Une relation solide et solidaire à la quarantaine peut agir comme un tampon contre les mauvais résultats en matière de santé ainsi que le risque de mortalité prématurée à l’âge adulte pour les victimes de maltraitance infantile, ont affirmé des chercheurs. Les abus pendant l’enfance ont été associés à de nombreuses conséquences graves pour la santé à l’âge adulte, notamment la mortalité prématurée, les maladies cardiaques, les accidents vasculaires cérébraux et certains cancers. Mais on a constaté qu’un soutien social réduisait le risque de mortalité de 19 à 26 pour cent selon qu’il s’agissait d’une violence physique grave, d’une violence physique modérée ou d’une violence psychologique. Lire aussi – Les victimes de violence conjugale deux fois à risque de maladies à long terme
Le soutien social était également associé à un risque de mortalité plus modeste de sept à huit pour cent plus faible chez ceux qui souffraient de façon minime ou n’avaient pas été exposés à des abus, a déclaré le chercheur. «L’étude fournit des preuves suggérant que les expériences longtemps après une exposition à des abus peuvent atténuer les risques de mortalité associés à des abus précoces», a déclaré Jessica Chiang, étudiante postdoctorale de l’Université Northwestern aux États-Unis.

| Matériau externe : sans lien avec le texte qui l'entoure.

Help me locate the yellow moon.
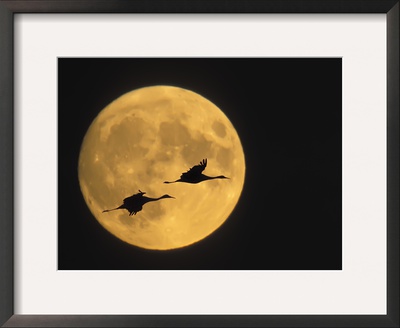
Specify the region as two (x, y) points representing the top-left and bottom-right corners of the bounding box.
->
(78, 86), (245, 250)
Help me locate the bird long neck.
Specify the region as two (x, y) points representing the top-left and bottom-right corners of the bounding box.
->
(143, 196), (164, 203)
(103, 204), (125, 213)
(203, 174), (226, 180)
(164, 179), (181, 183)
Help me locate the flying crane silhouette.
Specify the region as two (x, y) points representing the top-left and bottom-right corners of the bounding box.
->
(103, 190), (175, 216)
(164, 158), (229, 183)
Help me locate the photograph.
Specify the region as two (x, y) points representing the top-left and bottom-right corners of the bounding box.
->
(57, 57), (343, 270)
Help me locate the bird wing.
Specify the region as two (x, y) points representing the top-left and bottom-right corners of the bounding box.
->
(124, 192), (145, 204)
(181, 158), (207, 179)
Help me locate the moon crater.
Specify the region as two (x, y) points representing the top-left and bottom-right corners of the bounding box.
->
(78, 86), (245, 250)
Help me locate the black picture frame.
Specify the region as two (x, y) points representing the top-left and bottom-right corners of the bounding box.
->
(0, 0), (400, 327)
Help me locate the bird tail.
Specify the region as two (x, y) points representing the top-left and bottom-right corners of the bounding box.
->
(103, 205), (124, 213)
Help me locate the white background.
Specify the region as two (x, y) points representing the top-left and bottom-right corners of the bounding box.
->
(15, 14), (386, 314)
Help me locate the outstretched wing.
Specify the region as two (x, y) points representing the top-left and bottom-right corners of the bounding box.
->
(181, 158), (207, 179)
(123, 190), (145, 205)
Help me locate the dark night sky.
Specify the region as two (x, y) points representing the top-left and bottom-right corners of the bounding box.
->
(58, 58), (342, 270)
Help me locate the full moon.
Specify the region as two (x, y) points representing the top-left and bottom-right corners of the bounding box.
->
(78, 86), (245, 250)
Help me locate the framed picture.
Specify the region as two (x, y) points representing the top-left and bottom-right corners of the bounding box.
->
(0, 0), (400, 327)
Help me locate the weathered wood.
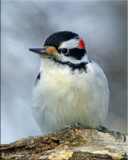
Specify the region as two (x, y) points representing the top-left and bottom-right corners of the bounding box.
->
(0, 129), (128, 160)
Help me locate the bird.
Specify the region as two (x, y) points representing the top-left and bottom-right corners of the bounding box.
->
(29, 31), (110, 134)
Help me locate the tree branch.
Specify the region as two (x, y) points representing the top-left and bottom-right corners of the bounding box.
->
(0, 129), (128, 160)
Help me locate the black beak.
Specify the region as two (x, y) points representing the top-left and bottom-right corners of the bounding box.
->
(29, 48), (49, 55)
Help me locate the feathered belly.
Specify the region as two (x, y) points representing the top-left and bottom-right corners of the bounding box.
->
(33, 63), (109, 133)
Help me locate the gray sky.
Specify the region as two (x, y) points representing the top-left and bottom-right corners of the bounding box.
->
(1, 1), (127, 143)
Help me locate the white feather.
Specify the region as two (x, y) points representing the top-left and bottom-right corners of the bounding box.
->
(33, 57), (109, 134)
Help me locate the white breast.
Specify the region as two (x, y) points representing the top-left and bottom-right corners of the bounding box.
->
(33, 60), (109, 134)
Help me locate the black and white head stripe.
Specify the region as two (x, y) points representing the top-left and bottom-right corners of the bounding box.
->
(44, 31), (86, 60)
(44, 31), (78, 49)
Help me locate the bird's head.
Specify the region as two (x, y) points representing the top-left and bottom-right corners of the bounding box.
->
(29, 31), (86, 61)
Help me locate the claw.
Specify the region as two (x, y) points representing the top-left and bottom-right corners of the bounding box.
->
(97, 126), (126, 142)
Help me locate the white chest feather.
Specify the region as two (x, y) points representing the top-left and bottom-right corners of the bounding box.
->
(33, 59), (109, 133)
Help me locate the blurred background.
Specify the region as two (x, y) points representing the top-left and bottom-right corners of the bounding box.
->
(1, 1), (127, 143)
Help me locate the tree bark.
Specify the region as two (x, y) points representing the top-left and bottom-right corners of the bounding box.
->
(0, 129), (128, 160)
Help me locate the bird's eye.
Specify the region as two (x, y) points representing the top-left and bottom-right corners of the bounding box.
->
(61, 48), (68, 53)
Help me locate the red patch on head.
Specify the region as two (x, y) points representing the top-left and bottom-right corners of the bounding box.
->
(79, 38), (85, 49)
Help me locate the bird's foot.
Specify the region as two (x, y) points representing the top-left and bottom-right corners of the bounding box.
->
(97, 126), (126, 142)
(66, 123), (85, 131)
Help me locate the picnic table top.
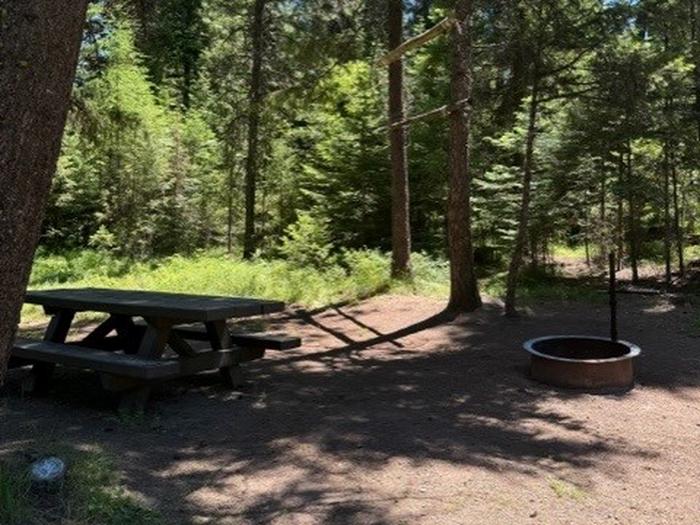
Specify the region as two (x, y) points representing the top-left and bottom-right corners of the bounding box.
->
(25, 288), (284, 322)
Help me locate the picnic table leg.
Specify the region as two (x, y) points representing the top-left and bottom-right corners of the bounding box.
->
(119, 319), (172, 414)
(204, 321), (243, 388)
(31, 310), (75, 395)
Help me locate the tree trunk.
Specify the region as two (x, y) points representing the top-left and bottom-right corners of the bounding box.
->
(505, 63), (540, 317)
(616, 150), (625, 272)
(447, 0), (481, 312)
(388, 0), (411, 277)
(243, 0), (266, 259)
(663, 141), (672, 287)
(690, 0), (700, 140)
(0, 0), (86, 383)
(627, 141), (639, 283)
(671, 156), (685, 277)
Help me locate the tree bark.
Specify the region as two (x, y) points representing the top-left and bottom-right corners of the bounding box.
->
(447, 0), (481, 312)
(505, 62), (540, 317)
(243, 0), (266, 259)
(671, 156), (685, 277)
(690, 0), (700, 140)
(388, 0), (411, 278)
(0, 0), (86, 383)
(616, 150), (625, 272)
(663, 141), (672, 287)
(627, 140), (639, 283)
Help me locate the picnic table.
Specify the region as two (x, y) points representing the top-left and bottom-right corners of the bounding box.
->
(11, 288), (301, 411)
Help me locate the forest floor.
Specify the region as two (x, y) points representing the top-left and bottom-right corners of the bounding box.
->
(0, 288), (700, 525)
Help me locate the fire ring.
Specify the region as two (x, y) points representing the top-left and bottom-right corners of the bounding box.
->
(523, 335), (641, 390)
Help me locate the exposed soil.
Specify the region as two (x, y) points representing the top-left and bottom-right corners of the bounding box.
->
(0, 296), (700, 525)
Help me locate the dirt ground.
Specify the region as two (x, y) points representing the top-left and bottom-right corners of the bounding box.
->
(0, 296), (700, 525)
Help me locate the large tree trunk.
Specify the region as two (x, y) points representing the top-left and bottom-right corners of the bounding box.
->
(388, 0), (411, 277)
(243, 0), (266, 259)
(505, 63), (540, 317)
(0, 0), (86, 383)
(447, 0), (481, 312)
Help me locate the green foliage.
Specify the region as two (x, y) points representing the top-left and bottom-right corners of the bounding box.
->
(0, 462), (30, 525)
(0, 445), (164, 525)
(35, 0), (700, 290)
(279, 212), (333, 268)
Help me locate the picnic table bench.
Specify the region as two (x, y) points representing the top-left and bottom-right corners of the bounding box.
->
(10, 288), (301, 411)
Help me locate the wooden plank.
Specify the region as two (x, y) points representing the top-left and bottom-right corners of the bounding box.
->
(377, 18), (455, 66)
(32, 309), (75, 395)
(12, 339), (180, 380)
(173, 326), (301, 350)
(204, 321), (231, 350)
(176, 347), (265, 376)
(25, 288), (284, 323)
(231, 334), (301, 350)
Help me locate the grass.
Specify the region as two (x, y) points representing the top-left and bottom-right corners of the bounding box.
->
(549, 478), (586, 501)
(22, 250), (599, 323)
(0, 445), (164, 525)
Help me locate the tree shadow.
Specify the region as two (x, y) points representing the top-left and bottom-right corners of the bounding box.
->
(0, 292), (700, 524)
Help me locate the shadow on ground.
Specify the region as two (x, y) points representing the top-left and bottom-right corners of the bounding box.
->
(0, 292), (700, 524)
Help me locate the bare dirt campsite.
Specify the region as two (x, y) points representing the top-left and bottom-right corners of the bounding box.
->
(0, 282), (700, 524)
(0, 0), (700, 525)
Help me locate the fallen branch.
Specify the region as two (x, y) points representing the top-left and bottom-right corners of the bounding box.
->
(377, 18), (455, 66)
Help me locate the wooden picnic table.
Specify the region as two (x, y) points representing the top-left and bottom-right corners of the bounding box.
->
(12, 288), (300, 410)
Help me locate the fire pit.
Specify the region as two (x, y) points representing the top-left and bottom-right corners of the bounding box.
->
(523, 335), (640, 389)
(523, 253), (641, 389)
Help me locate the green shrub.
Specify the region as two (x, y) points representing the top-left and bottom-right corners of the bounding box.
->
(279, 212), (333, 268)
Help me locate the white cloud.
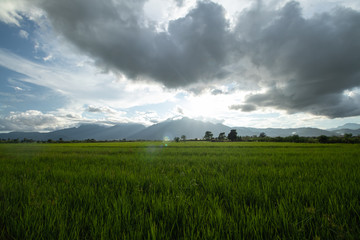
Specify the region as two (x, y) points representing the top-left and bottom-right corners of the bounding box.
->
(19, 29), (29, 39)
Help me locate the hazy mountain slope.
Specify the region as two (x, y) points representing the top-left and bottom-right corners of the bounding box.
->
(0, 117), (360, 141)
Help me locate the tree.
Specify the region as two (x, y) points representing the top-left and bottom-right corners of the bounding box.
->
(228, 129), (237, 141)
(204, 131), (214, 141)
(181, 135), (186, 142)
(218, 132), (225, 141)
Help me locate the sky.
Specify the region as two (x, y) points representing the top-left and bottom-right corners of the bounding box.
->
(0, 0), (360, 132)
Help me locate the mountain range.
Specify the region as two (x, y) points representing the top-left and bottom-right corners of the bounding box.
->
(0, 117), (360, 141)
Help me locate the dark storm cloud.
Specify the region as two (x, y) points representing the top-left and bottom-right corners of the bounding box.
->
(229, 104), (256, 112)
(33, 0), (360, 117)
(236, 2), (360, 117)
(33, 0), (231, 87)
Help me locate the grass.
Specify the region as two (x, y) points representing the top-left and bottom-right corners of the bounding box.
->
(0, 142), (360, 239)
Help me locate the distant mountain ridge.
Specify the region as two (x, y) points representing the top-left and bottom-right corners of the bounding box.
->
(0, 117), (360, 141)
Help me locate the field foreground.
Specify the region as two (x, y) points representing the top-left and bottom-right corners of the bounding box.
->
(0, 142), (360, 239)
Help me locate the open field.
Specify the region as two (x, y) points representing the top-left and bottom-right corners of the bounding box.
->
(0, 142), (360, 239)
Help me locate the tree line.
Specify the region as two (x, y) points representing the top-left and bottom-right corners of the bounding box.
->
(203, 129), (360, 143)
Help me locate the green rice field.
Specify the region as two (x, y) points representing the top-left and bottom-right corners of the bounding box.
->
(0, 142), (360, 240)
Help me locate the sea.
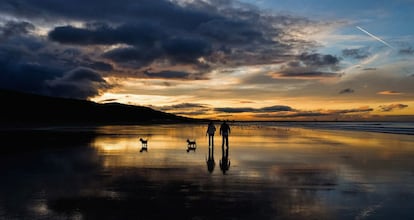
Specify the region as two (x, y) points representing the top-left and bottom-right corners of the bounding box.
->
(0, 121), (414, 220)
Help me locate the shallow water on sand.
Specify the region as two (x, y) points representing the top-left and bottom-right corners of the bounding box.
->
(0, 123), (414, 219)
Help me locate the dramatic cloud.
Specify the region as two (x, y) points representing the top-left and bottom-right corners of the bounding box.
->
(0, 21), (35, 40)
(379, 104), (408, 112)
(339, 88), (355, 94)
(377, 90), (403, 95)
(342, 47), (370, 59)
(46, 68), (111, 99)
(256, 107), (374, 120)
(214, 105), (295, 113)
(398, 47), (414, 55)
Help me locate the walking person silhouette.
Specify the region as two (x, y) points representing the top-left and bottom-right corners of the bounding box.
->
(220, 121), (230, 151)
(206, 121), (216, 146)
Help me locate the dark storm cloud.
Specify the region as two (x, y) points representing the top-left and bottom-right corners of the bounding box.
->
(298, 53), (339, 67)
(339, 88), (355, 94)
(0, 23), (112, 99)
(102, 47), (163, 67)
(163, 38), (211, 63)
(0, 0), (215, 28)
(48, 22), (166, 45)
(0, 0), (339, 97)
(46, 68), (111, 99)
(276, 71), (340, 78)
(144, 71), (191, 79)
(342, 48), (370, 59)
(379, 104), (408, 112)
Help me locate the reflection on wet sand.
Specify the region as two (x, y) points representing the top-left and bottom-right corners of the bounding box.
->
(220, 146), (230, 174)
(206, 145), (216, 173)
(0, 124), (414, 219)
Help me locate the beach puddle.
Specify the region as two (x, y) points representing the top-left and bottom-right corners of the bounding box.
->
(0, 123), (414, 219)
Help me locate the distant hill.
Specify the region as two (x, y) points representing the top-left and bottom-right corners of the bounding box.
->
(0, 89), (196, 125)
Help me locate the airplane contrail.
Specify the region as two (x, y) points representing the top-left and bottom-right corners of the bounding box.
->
(356, 26), (395, 49)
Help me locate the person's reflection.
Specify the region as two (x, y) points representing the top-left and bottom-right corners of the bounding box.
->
(220, 146), (230, 174)
(206, 145), (216, 173)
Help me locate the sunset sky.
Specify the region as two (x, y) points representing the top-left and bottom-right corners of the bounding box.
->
(0, 0), (414, 121)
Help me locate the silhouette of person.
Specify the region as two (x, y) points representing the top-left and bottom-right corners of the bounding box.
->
(206, 146), (216, 173)
(206, 121), (216, 146)
(220, 147), (230, 174)
(220, 121), (230, 148)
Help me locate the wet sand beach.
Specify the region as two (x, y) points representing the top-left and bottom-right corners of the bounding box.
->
(0, 123), (414, 219)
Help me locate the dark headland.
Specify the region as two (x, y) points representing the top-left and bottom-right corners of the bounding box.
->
(0, 89), (199, 126)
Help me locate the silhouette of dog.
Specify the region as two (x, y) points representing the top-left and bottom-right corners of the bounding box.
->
(139, 138), (148, 152)
(187, 139), (197, 152)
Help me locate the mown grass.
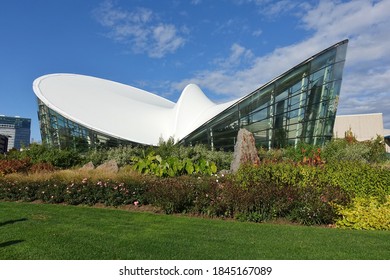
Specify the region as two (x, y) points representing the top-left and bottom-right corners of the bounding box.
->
(0, 202), (390, 260)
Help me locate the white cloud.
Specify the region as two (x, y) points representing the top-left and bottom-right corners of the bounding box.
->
(172, 0), (390, 128)
(93, 0), (188, 58)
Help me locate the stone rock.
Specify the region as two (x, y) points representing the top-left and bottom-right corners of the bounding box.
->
(80, 161), (95, 171)
(230, 128), (260, 173)
(96, 159), (119, 173)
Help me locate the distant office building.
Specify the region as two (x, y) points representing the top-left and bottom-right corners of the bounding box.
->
(0, 115), (31, 151)
(33, 40), (348, 150)
(333, 113), (390, 152)
(0, 134), (8, 154)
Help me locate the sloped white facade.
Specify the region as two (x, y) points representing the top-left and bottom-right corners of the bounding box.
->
(33, 74), (236, 145)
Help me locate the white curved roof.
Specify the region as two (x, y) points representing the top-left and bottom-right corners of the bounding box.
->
(33, 74), (237, 145)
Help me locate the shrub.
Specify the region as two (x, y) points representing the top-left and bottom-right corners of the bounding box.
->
(0, 158), (31, 176)
(336, 196), (390, 230)
(235, 162), (348, 225)
(0, 172), (147, 206)
(146, 176), (196, 214)
(132, 152), (217, 177)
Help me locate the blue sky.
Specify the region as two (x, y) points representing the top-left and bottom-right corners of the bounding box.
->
(0, 0), (390, 140)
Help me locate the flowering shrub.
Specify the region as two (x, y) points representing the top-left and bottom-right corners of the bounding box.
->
(336, 196), (390, 230)
(0, 172), (147, 206)
(132, 153), (217, 177)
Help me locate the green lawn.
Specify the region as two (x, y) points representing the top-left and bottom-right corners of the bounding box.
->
(0, 202), (390, 260)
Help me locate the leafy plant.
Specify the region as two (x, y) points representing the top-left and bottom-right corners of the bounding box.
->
(132, 152), (217, 177)
(336, 196), (390, 230)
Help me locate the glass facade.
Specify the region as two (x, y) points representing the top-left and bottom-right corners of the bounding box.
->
(180, 40), (348, 150)
(0, 116), (31, 150)
(38, 40), (348, 150)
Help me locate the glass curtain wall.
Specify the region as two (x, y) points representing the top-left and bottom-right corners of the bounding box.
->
(38, 99), (133, 150)
(181, 40), (348, 150)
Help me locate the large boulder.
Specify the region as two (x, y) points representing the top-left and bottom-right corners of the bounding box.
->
(96, 159), (119, 173)
(230, 128), (260, 173)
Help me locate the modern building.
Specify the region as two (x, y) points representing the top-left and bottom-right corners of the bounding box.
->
(333, 113), (390, 153)
(0, 115), (31, 151)
(33, 40), (348, 150)
(0, 134), (8, 155)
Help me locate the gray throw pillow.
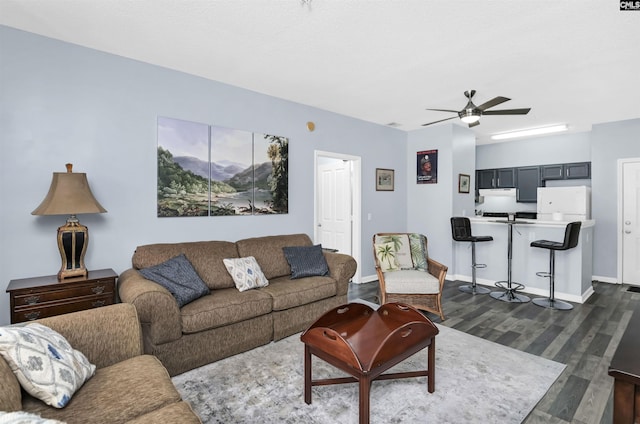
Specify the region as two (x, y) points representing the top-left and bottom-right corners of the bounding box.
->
(282, 244), (329, 279)
(140, 254), (210, 308)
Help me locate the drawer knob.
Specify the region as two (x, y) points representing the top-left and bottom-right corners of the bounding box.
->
(24, 296), (40, 305)
(24, 311), (40, 321)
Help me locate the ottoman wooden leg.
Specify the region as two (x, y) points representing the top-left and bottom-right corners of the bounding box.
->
(304, 344), (311, 405)
(358, 375), (371, 424)
(427, 337), (436, 393)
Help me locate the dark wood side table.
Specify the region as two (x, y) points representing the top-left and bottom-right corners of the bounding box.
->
(609, 309), (640, 424)
(7, 269), (118, 324)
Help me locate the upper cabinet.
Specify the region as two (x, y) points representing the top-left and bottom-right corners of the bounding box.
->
(516, 166), (542, 203)
(540, 162), (591, 181)
(476, 162), (591, 203)
(476, 168), (516, 189)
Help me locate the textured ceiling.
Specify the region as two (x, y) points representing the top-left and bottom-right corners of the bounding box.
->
(0, 0), (640, 143)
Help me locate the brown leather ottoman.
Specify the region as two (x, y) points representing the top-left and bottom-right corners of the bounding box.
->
(300, 303), (438, 424)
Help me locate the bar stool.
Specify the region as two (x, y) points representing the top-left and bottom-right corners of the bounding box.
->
(531, 221), (582, 311)
(451, 216), (493, 294)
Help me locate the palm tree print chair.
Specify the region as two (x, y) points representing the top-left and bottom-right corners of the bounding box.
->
(373, 233), (448, 321)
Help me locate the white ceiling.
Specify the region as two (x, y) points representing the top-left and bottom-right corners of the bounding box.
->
(0, 0), (640, 143)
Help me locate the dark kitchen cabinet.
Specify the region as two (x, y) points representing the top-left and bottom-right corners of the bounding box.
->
(476, 169), (496, 189)
(516, 166), (542, 203)
(540, 162), (591, 180)
(540, 164), (564, 180)
(564, 162), (591, 180)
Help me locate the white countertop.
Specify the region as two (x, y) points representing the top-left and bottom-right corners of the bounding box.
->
(469, 216), (596, 228)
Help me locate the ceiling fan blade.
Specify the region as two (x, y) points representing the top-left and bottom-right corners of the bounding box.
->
(478, 96), (511, 112)
(482, 107), (531, 115)
(422, 116), (458, 127)
(425, 109), (459, 113)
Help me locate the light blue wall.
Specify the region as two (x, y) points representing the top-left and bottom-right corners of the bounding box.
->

Lire aussi – La fessée peut réduire le développement social des petits enfants, selon une étude
Pour l’étude, publiée dans la revue Nature Human Behavior, les chercheurs ont inclus 6000 adultes américains et ont examiné si le soutien social des adultes réduisait le risque de mortalité associé à l’exposition à trois types de maltraitance infantile: la violence physique grave, la violence physique modeste et la violence psychologique. “De nombreuses maladies associées à la maltraitance infantile apparaissent généralement au milieu et aux derniers stades de l’âge adulte – des décennies après que la maltraitance se soit réellement produite”, a déclaré Chiang. Lire aussi – Phobie sexuelle: des moyens intelligents de s’attaquer aux déclencheurs
«Nous étions curieux de savoir si le soutien social pendant cette période d ‘« incubation »ou intérimaire pouvait compenser les risques pour la santé associés à des expériences d’abus beaucoup plus anciennes», a-t-elle ajouté. Les résultats ont montré que l’ampleur de la réduction du risque de mortalité associée au soutien social de la quarantaine différait entre les personnes qui ont signalé des mauvais traitements pendant l’enfance et celles qui ont signalé des mauvais traitements pendant l’enfance, voire aucune.